Elle m’excite dans son contexte, cette bonne truie. N’en est pas dissociable. Qu’autrement, ça devient plus rien, en très lamentable.

— Ma petite Mado, dis-je, vous n’avez pas le droit de quitter votre mari, qui est un homme de bien, plein de talent, un maître queux hors ligne…

— Vous pouvez pas comparer avec la vôtre, elle décrète.

— Sur le point d’obtenir les clés d’or de la gastro-entérite ! coupé-je. L’une des plus grandes toques de France, qu’on dirait la cheminée d’un paquebot grec. Non, non, ma jolie. Vous vous devez a lui, unis que vous fûtes par les sacrés liens du mariage. Songez à vos enfants.

— On n’en n’a point !

— A ceux que vous aurez !

— Je peux pas t’en avoir.

— Alors songez à ceux que vous auriez pu avoir. Ils vous crient, du fond de leurs limbes, ces chers innocents : « Maman, maman, n’abandonne pas papa ! »

— Je peux plus me passer de vous, éclate-en-sanglots Mado.
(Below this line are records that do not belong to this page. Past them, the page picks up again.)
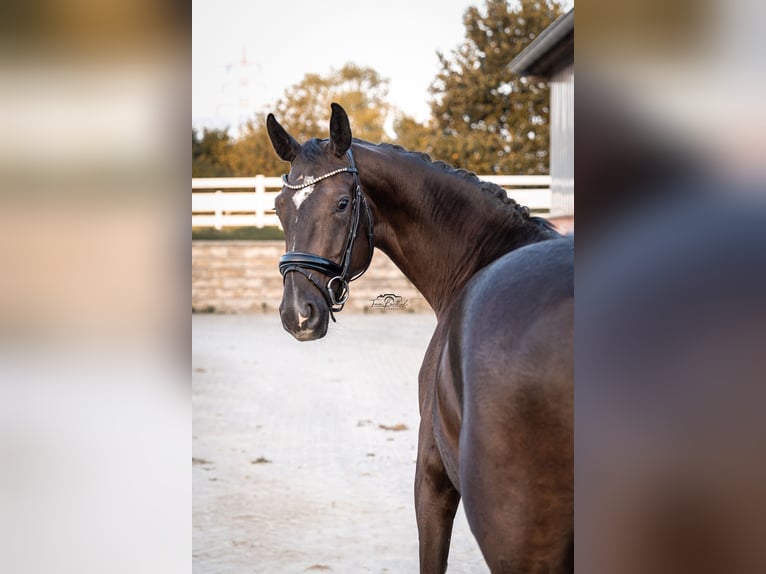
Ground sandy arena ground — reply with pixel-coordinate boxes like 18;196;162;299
192;311;488;574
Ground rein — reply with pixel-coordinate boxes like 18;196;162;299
279;148;374;322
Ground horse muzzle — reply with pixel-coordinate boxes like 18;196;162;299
279;273;330;341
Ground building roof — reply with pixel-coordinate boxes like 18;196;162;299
508;8;574;78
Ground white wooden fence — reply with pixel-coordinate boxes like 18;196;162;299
192;175;551;229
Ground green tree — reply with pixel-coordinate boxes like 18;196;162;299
218;64;391;176
192;128;234;177
274;63;391;143
430;0;561;174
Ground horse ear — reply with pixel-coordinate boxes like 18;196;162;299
330;102;351;157
266;114;301;162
La chérie ! L’adorable ! L’exaltante ! O ces mots, comme ils musiquent mélodieusement à mes oreilles. Elle ne peut plus se passer de moi ! Aveu divin. Source d’énergie détonante. Mado, si bellissime, avec sa peau molle, ses points noirs, ses yeux d’un crétinisme éperdu. La troublante, la flasque !
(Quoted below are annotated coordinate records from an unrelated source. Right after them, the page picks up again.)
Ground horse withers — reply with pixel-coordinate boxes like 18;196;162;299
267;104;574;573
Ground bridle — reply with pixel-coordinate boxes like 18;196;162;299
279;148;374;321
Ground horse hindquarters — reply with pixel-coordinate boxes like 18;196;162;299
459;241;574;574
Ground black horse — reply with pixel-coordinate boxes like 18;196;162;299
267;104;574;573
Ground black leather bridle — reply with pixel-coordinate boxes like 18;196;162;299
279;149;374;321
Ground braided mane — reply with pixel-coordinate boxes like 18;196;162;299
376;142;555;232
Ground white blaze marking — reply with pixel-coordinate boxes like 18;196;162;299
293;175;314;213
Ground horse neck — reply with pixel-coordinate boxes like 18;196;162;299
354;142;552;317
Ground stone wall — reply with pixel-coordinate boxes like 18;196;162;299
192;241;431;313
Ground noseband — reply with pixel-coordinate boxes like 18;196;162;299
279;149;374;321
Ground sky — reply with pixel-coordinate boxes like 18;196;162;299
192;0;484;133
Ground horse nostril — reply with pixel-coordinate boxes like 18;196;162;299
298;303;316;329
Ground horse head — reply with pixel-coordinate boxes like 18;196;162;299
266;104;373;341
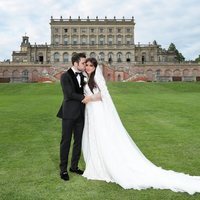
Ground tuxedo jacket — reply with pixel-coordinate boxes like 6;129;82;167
57;68;85;119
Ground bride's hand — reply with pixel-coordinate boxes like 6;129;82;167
82;96;92;104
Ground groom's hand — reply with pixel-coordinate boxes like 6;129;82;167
82;96;91;104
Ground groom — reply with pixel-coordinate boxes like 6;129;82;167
57;53;88;181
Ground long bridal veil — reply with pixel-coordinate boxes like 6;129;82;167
83;66;200;194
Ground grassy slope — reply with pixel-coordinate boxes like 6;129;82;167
0;83;200;200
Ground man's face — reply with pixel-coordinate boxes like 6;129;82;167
76;58;86;72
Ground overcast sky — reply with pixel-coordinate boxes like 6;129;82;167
0;0;200;61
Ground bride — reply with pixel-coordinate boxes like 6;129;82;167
82;58;200;194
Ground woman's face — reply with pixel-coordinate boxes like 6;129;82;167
85;61;95;76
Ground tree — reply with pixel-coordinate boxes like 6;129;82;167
168;43;185;62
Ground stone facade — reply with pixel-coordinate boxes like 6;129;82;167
0;17;200;82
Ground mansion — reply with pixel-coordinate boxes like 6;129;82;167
0;17;200;82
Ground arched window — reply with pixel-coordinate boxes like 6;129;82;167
55;37;59;45
63;53;69;62
108;52;113;64
117;74;121;81
64;37;68;45
99;52;105;61
142;53;146;64
90;52;96;58
107;74;111;81
22;70;28;82
32;70;39;82
117;52;122;62
126;52;131;62
54;52;60;62
3;70;9;78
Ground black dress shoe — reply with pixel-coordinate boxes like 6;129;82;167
69;168;83;175
60;172;69;181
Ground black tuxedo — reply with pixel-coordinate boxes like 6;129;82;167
57;68;85;173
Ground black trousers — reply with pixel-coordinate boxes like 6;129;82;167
60;116;84;173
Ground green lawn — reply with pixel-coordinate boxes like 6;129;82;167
0;83;200;200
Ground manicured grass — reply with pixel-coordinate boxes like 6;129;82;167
0;83;200;200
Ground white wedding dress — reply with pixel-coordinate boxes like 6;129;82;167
82;67;200;194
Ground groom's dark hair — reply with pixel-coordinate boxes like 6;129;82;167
72;53;86;65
Lors, le mari intervient, timide, mouillé d’amour, frileux d’espoir :

— Mado, monsieur le commissaire passera te voir ici, n’est-ce pas, monsieur le commissaire ? Même, il pourrait coucher avec toi, mes jours de halles, moi je dormirais dans une autre chambre, déranger personne vu l’heure que je me lève…
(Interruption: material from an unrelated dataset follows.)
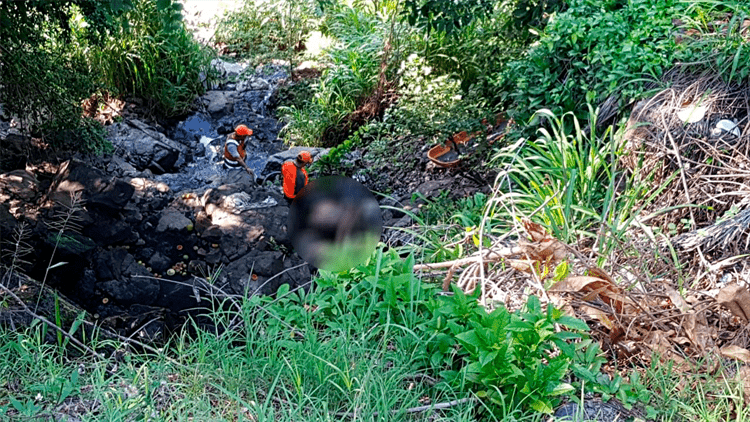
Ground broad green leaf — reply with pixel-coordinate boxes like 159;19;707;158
557;315;589;331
Quel grand cœur bat dans la poitrine foutrique de ce grand con !

— T’accepterais ? demande Mado, prête à un compromis.

— Mais j’insiste, Mado. J’insiste. Monsieur le commissaire, vous qu’êtes un homme de bon sens, qu’avez la tête sur les épaules…

— Et une bite comme ça, brandit-l’avant-bras Mado.